未来の道標





キラとラクスがそこに出会わせたのは偶然でも、シンとアスランが顔をあわせたのは偶然ではない。ルナマリアとメイリンが、二人が会えるようスケジュールを合わせて動いたのだ。こうでもしないと、二人は――いや、シンは、アスランと顔をあわせようとすらしないだろう。ゆえに、シンとアスランの関係を心配した二人が、この方法を考えたのだ。
そうしたら、キラとラクスも合流して。

気まずい空気が流れる中、アスランがシンに、キラがフリーダムのパイロットであることを告げる。同時に、シンがインパルスの――デスティニーのパイロットであることも。



互いが、互いを認識した。
目の前に『フリーダムのパイロット』としてこの場に存在するキラ。アスランはシンに語りかけ、キラもまた、言葉を紡ぐ。
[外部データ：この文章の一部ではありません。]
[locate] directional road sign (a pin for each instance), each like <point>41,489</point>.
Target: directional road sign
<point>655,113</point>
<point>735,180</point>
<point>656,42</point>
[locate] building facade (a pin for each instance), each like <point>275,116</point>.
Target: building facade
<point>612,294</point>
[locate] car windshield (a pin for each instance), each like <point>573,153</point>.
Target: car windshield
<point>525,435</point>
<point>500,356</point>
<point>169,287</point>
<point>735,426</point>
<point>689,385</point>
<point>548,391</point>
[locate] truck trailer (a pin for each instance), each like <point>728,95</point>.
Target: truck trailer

それをシンは、黙って聞いていた。
俯き、視線はやや下に落として。
方やメイリン、ルナマリア、ラクスの三人は、少し離れたところから、彼らの様子を見守っていた。
介入しないほうが良い。離れた方が良いー―そんな空気が流れ始めたためである。
だから彼女達は、彼らが何を話し合ったのか知らない。


アスランが何を話し、
キラが何を語り、
シンが何を聞いたのか分からない。


ただ、三人の邂逅は長くかからず、それほどの時間を要することもなく、まずはアスランが一歩離れ、次いでキラがシンに何か声をかけながら離れて、それぞれラクス、メイリンとともに、まったく別の方向へ足を進めていって。
残されたシンの元には、ルナマリアが駆け寄った。

「……大丈夫?」
「…………」

シンは何も答えない。その代わりに、いつの間にか手にしていた、妹・マユの携帯を、更に強く握り締めた。








「聞かないの?」
「聞いて欲しいですか?」
「……あんまり、聞かれたくないかな」

自分で話を切り出しておきながら、キラは苦笑いを浮かべた。
慰霊碑の前で話し合ったことについて、ラクスに全く触れられなかったから出た言葉であったが、聞かれたら聞かれたで、また答えに困ってしまう。
どう話せば良いのか分からない。これはもう、精神論だ。
ただ――……憎しみが呼ぶもの。戦争の痛み。
悲しみが苦しみに変わる連鎖を、自分の感覚でシンに話した。
彼がどう受け取るか分からないが、自分の考えだけは伝えておこうと思って。
自分の言葉が――今、悩んでいるように見えた――シンの力になれば、と思って。
吉と出るか、凶と出るか、それは本当に、シン次第だ。

そうこうしている内に、甘えるようキラの肩に頭を置くラクスの目に、大きな屋敷が映りはじめた。
二人の思い出がたくさん詰まった、マルキオ導師の館である。
ここが二人にとって、オーブ渡航の最大の目的地。マルキオや、キラの母、それに子供たちへ、今まで、そしてこれからの、身の取り方を報告するためにやって来たのだ。

彼らに、会って直接話したかった。